You are viewing a plain text version of this content. The canonical link for it is here.
Posted to user@mahout.apache.org by "TheGeorge1918 ." <zh...@gmail.com> on 2015/07/08 17:54:08 UTC

mahout random forest output with data id?

Hi all

I'm new to Mahout. I use random forest to do classification by using the
jar file. After I do prediction, I get a list of predicted labels for my
testing data. The question is

Is it possible to have data id along with the predicted labels?

When I prepared the data, I included the data id in the training/testing
data. And I specified this field to be ignored when describing the data. I
expected that in the output file, I would see this data id since it's not
used in the training or prediction.

If it's not possible to include data id in the prediction output, is there
any common routine to handle this. Since the testing data I have is quite
big, around 20GB. For me, there isn't any obvious way to pair the data id
and the predicted label.

I've already searched online. But unfortunately, I couldn't find anything
useful.

Thanks a lot

Best

Xuan

Re: mahout random forest output with data id?

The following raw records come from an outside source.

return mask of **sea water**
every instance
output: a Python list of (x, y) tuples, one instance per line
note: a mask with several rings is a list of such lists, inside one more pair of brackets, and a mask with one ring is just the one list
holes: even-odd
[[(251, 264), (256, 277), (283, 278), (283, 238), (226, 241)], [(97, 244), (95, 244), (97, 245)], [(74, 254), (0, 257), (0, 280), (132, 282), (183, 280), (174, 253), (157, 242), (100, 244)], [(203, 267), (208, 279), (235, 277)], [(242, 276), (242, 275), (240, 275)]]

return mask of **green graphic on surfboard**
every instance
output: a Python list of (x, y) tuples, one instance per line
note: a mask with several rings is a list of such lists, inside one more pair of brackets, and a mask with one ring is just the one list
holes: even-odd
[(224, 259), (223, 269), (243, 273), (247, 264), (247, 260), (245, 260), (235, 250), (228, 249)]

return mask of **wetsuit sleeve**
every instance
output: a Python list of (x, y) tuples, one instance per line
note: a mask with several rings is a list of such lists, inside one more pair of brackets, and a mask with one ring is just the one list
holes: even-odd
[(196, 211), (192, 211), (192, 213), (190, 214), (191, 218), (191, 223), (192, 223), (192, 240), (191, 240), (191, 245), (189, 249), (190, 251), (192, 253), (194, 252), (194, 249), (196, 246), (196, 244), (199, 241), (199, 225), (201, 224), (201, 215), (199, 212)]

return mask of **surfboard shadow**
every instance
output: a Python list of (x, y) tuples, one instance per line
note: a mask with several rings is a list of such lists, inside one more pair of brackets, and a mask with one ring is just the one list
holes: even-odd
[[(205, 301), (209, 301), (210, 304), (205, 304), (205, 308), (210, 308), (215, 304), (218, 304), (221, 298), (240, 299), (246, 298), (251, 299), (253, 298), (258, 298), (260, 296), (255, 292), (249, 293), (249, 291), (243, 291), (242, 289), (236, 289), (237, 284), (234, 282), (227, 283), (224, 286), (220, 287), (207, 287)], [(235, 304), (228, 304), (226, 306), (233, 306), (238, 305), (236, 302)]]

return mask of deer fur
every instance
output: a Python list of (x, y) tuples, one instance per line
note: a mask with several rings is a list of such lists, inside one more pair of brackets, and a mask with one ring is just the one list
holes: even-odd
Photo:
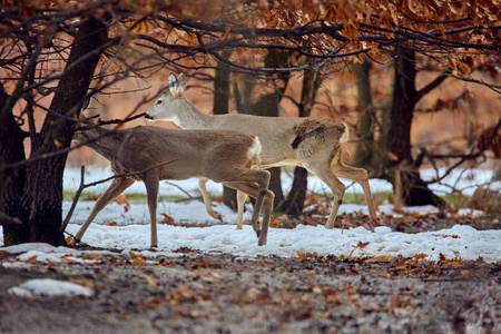
[[(348, 139), (348, 129), (343, 122), (313, 117), (205, 115), (186, 99), (183, 94), (185, 85), (186, 78), (183, 73), (178, 78), (170, 73), (168, 88), (159, 95), (145, 117), (153, 120), (171, 120), (183, 129), (232, 129), (258, 136), (263, 146), (263, 168), (302, 166), (331, 188), (334, 203), (325, 227), (334, 227), (346, 188), (337, 177), (362, 186), (372, 222), (382, 225), (374, 207), (367, 171), (347, 166), (341, 160), (343, 147)], [(240, 194), (237, 200), (240, 214), (245, 196)], [(238, 220), (237, 228), (242, 228), (242, 220)]]
[[(256, 205), (252, 223), (258, 236), (258, 245), (266, 244), (274, 194), (268, 190), (269, 173), (250, 169), (253, 164), (259, 163), (261, 143), (256, 136), (219, 129), (179, 130), (139, 126), (109, 130), (90, 126), (89, 129), (77, 131), (73, 139), (107, 158), (114, 174), (137, 173), (134, 176), (118, 177), (112, 180), (78, 230), (73, 244), (81, 239), (92, 219), (105, 206), (134, 181), (143, 180), (146, 185), (151, 219), (151, 247), (156, 247), (158, 245), (156, 227), (158, 183), (163, 179), (191, 177), (198, 177), (204, 185), (208, 179), (223, 183), (255, 197)], [(258, 220), (262, 207), (263, 226), (261, 227)]]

Posted by Alessandro Negro <al...@yahoo.it>.
Hi Xuan,
I had a similar issue in the past, to fix it I changed the code in the example java recompile and run it.
I think that this could be the best solution also for you. If so I can try to find the piece of code I changed.

Regards,
Alessandro


Il giorno 08/lug/2015, alle ore 17:54, TheGeorge1918 . <zh...@gmail.com> ha scritto:

> Hi all
> 
> I'm new to Mahout. I use random forest to do classification by using the
> jar file. After I do prediction, I get a list of predicted labels for my
> testing data. The question is
> 
> Is it possible to have data id along with the predicted labels?
> 
> When I prepared the data, I included the data id in the training/testing
> data. And I specified this field to be ignored when describing the data. I
> expected that in the output file, I would see this data id since it's not
> used in the training or prediction.
> 
> If it's not possible to include data id in the prediction output, is there
> any common routine to handle this. Since the testing data I have is quite
> big, around 20GB. For me, there isn't any obvious way to pair the data id
> and the predicted label.
> 
> I've already searched online. But unfortunately, I couldn't find anything
> useful.
> 
> Thanks a lot
> 
> Best
> 
> Xuan